Prove $X = (\vec{x_1},...,\vec{x_n})^T$, then $X^T X = \sum \vec{x_i} \vec{x_i}^T$

Question

How would I prove the above identity - I don't want to write out each component and do the multiplication.
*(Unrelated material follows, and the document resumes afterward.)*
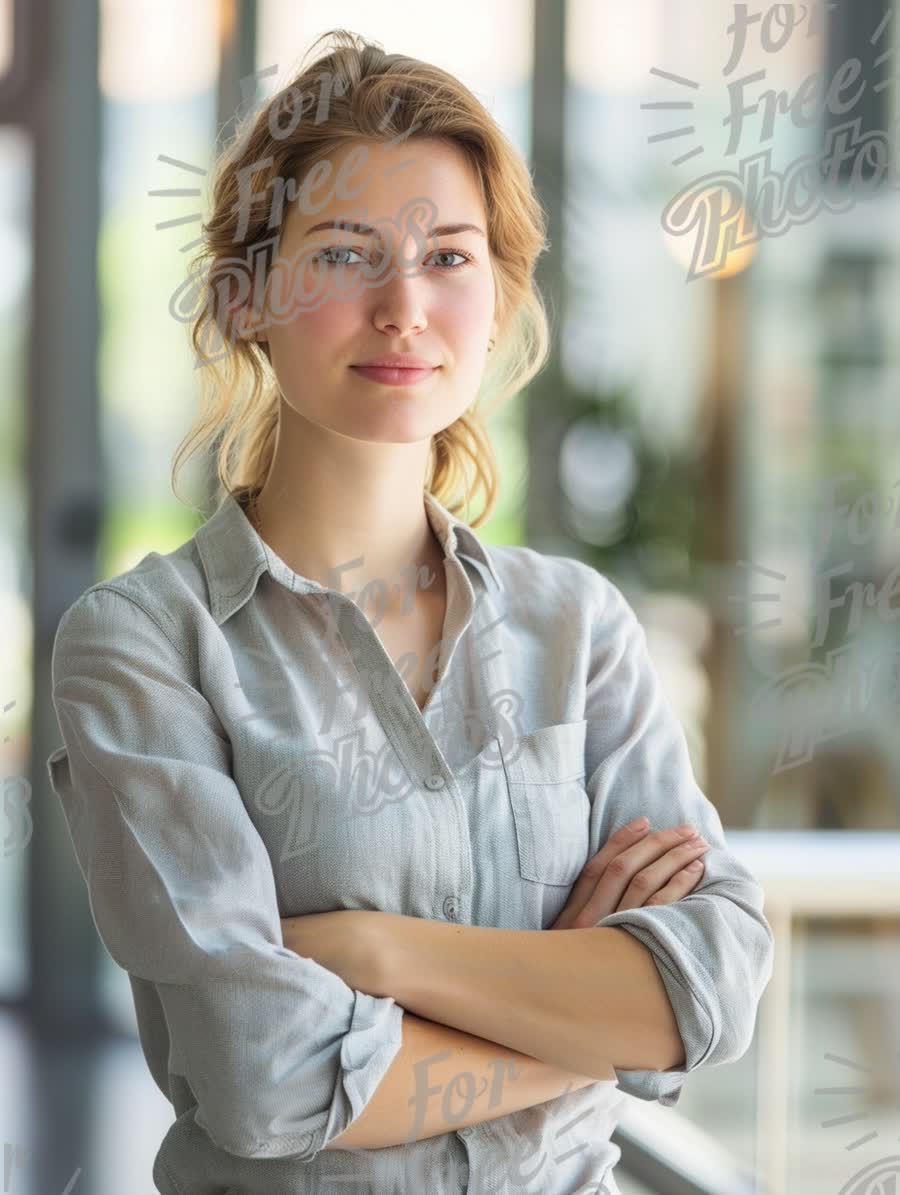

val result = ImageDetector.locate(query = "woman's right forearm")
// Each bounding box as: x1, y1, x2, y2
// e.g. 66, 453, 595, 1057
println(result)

Is there any other way?

Answer 1

$X^TX = (\vec x_1,\ldots,\vec x_n)\cdot \left(\begin{array}{c} \vec x_1^T\\\ldots \\ \vec x_n^T\end{array}\right) = \vec x_1\vec x_1^T +\ldots + \vec x_n \vec x_n^T$.

Answer 2

$ \def\bbR#1{{\mathbb R}^{#1}} \def\e{\varepsilon} \def\L{\left}\def\R{\right}\def\LR#1{\L(#1\R)} \def\m#1{\left[\begin{array}{c}#1\end{array}\right]} $Given the standard basis vectors $\e_k\in\bbR n$ and a matrix whose column vectors are $\,a_k\in\bbR m$
we can expand the matrix as a sum of vector pairs $$\eqalign{ A \;=\; \m{a_1&a_2&\ldots&a_n} \;=\; \LR{\sum_{i=1}^n a_i\,\e_i^T} \in\, \bbR{m\times n} \\ }$$ This expansion can be used to calculate the Gram matrix of $A$
$$\eqalign{ A^TA &= \sum_{i=1}^n \sum_{j=1}^n (\e_i a_i^T)\,(a_j\e_j^T) \;=\; \sum_{i=1}^n \sum_{j=1}^n (a_i^Ta_j)\,(\e_i\e_j^T) \\ &= \m{ a_1^Ta_1&a_1^Ta_2&\ldots&a_1^Ta_n \\ a_2^Ta_1&a_2^Ta_2&\ldots&a_2^Ta_n \\ \vdots&\vdots&\ddots&\vdots \\ a_n^Ta_1&a_n^Ta_2&\ldots&a_n^Ta_n \\ } \\ }$$ and the Gram matrix of $A^T$ as $$\eqalign{ AA^T &= \sum_{i=1}^n \sum_{j=1}^n (a_i\e_i^T)\,(\e_ja_j^T) \\ &= \sum_{i=1}^n \sum_{j=1}^n a_i \,\delta_{ij}\, a_j^T \\ &= \sum_{i=1}^n a_i a_i^T \\ }$$ where $\delta_{ij}$ is the Kronecker delta symbol.